F (Femke) van Beersum MSc
Onderwijs-/Onderzoeksmedewerker’Alone we can do so little, together we can do so much.’
- Helen Keller
Finding answers to scientific questions often involves conducting experiments. In environmental sciences, sampling sizes are seldom small and the practical work to be done in the field, greenhouses or laboratory is usually time consuming and demanding. As a research assistant, I support PhD students and postdocs in setting up and carrying out scientific experiments and arrange (part of the) logistics behind fieldwork.

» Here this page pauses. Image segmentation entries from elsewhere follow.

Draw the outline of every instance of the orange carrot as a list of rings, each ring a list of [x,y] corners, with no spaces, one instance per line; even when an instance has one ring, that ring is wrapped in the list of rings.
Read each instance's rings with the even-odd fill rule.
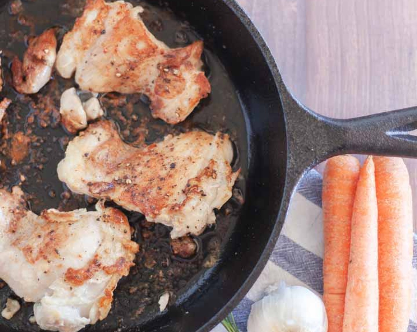
[[[343,332],[378,331],[378,209],[374,162],[359,175],[352,215]]]
[[[341,332],[350,251],[350,224],[359,161],[351,156],[327,161],[323,183],[324,233],[323,301],[329,322],[328,332]]]
[[[378,202],[379,332],[406,332],[411,304],[412,203],[399,158],[375,157]]]

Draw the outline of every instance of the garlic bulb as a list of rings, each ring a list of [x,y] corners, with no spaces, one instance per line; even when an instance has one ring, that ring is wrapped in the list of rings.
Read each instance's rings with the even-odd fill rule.
[[[282,283],[252,306],[248,332],[327,332],[322,299],[302,286]]]

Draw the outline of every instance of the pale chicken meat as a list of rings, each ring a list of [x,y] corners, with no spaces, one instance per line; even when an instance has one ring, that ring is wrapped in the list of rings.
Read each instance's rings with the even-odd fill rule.
[[[0,122],[3,119],[3,117],[6,114],[6,110],[12,103],[12,101],[8,98],[3,98],[0,101]]]
[[[29,41],[23,62],[15,57],[12,63],[13,85],[21,94],[35,94],[50,79],[56,58],[55,31],[50,29]]]
[[[225,134],[189,132],[138,148],[124,142],[112,122],[101,121],[69,143],[58,172],[73,191],[140,212],[172,227],[176,238],[200,234],[215,222],[214,210],[231,198],[239,174],[233,157]]]
[[[66,78],[75,72],[83,90],[145,94],[154,117],[176,124],[211,91],[202,70],[203,44],[169,48],[148,30],[143,10],[124,1],[87,0],[64,37],[56,68]]]
[[[63,92],[59,106],[61,121],[65,129],[75,134],[87,127],[87,114],[75,88]]]
[[[127,275],[138,245],[126,216],[106,208],[38,215],[21,190],[0,190],[0,278],[35,302],[44,329],[75,332],[105,318],[118,281]]]

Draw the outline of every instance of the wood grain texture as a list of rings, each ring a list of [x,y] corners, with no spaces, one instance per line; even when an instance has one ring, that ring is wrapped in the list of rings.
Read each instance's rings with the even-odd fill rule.
[[[237,1],[311,109],[347,118],[417,105],[415,0]],[[406,163],[417,211],[417,160]]]

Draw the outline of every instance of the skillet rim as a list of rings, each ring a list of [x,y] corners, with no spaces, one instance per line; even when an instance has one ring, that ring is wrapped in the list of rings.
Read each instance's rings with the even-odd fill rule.
[[[231,313],[239,304],[258,279],[261,273],[263,271],[266,263],[269,260],[272,251],[274,250],[274,248],[275,248],[276,241],[278,239],[278,237],[281,234],[282,227],[284,226],[284,221],[286,216],[288,205],[292,195],[292,188],[295,188],[296,185],[296,183],[294,187],[291,187],[291,185],[289,185],[289,182],[290,181],[288,180],[288,162],[289,152],[288,151],[288,126],[287,125],[286,118],[285,116],[286,114],[284,109],[284,105],[282,101],[282,96],[281,95],[281,92],[283,91],[282,89],[283,88],[285,89],[285,85],[279,72],[278,65],[275,61],[269,46],[268,46],[268,44],[262,36],[260,31],[256,28],[249,15],[245,11],[242,7],[238,3],[236,0],[221,0],[221,1],[233,11],[234,15],[239,18],[243,24],[243,25],[248,30],[248,32],[249,33],[253,40],[258,46],[261,53],[264,57],[265,62],[268,65],[271,74],[274,78],[274,82],[276,86],[278,91],[278,97],[281,102],[284,121],[284,127],[285,129],[285,137],[286,138],[286,141],[285,144],[286,150],[287,152],[286,162],[285,163],[286,170],[284,182],[285,184],[281,201],[279,204],[279,209],[278,214],[275,218],[275,225],[274,226],[273,231],[271,233],[269,239],[265,246],[263,251],[261,255],[261,258],[258,261],[256,265],[252,269],[251,271],[246,280],[242,284],[239,290],[229,301],[227,303],[223,308],[220,309],[217,314],[212,317],[208,322],[206,323],[198,329],[196,330],[196,332],[208,332],[208,331],[212,329],[220,323],[221,321],[227,315]],[[298,182],[298,181],[296,180],[296,182]]]

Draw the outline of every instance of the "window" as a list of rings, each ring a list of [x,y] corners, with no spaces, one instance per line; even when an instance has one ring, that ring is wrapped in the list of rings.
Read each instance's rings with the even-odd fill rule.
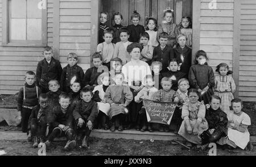
[[[46,1],[43,1],[46,3]],[[46,10],[42,0],[3,1],[3,45],[46,45]]]

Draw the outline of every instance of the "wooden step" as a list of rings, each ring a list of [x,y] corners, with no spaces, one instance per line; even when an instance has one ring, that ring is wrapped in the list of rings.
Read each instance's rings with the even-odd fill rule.
[[[179,135],[172,132],[141,132],[135,130],[116,130],[112,132],[110,130],[93,130],[90,136],[102,139],[125,139],[133,140],[171,140],[173,139],[183,140]],[[2,131],[0,132],[0,140],[27,140],[26,133],[20,131]],[[65,138],[56,138],[55,140],[65,140]]]

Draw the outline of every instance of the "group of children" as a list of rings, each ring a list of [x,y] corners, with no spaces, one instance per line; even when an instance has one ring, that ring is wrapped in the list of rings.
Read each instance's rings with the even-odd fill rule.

In practice this means I help placing and sampling (pyramid) insect traps, do vegetation surveys, take soil samples, assist in nutrient analysis in the lab, walk transects catching bees and bumble bees, plant tiny plants in trays, interview people about agricultural practices, place orderings for consumables and many more things... Moreover I am involved in teaching and help BSc- and MSc-students to become familiar with processing and analysing data in Excel and R, learn them how to do vegetation surveys, take soil samples and how they can ‘read’ the environment by simply observing what’s around them.
Background
Before I started working at Wageningen University, I worked as research assistant at the Netherlands Institute of Ecology (NIOO-KNAW). During the five+ years I worked there, I had various tasks over time. I helped maintaining a collection of methane-oxidizing bacteria, I explored the microbiome of zoo- and phytoplankton and helped setting up and carrying out laboratory and field experiments in The Netherlands, Denmark and Poland (as part of the MicroZoo-project). Moreover, I specialized on the chemical analysis of soil, sediment and plant material using the auto-analyser, element analyser, ICP-OES and TOC-analyser. Nowadays, on ocassion I help colleagues from the NIOO-Animal Ecology department with their fieldwork on the long term population study on Great tits (Parus major).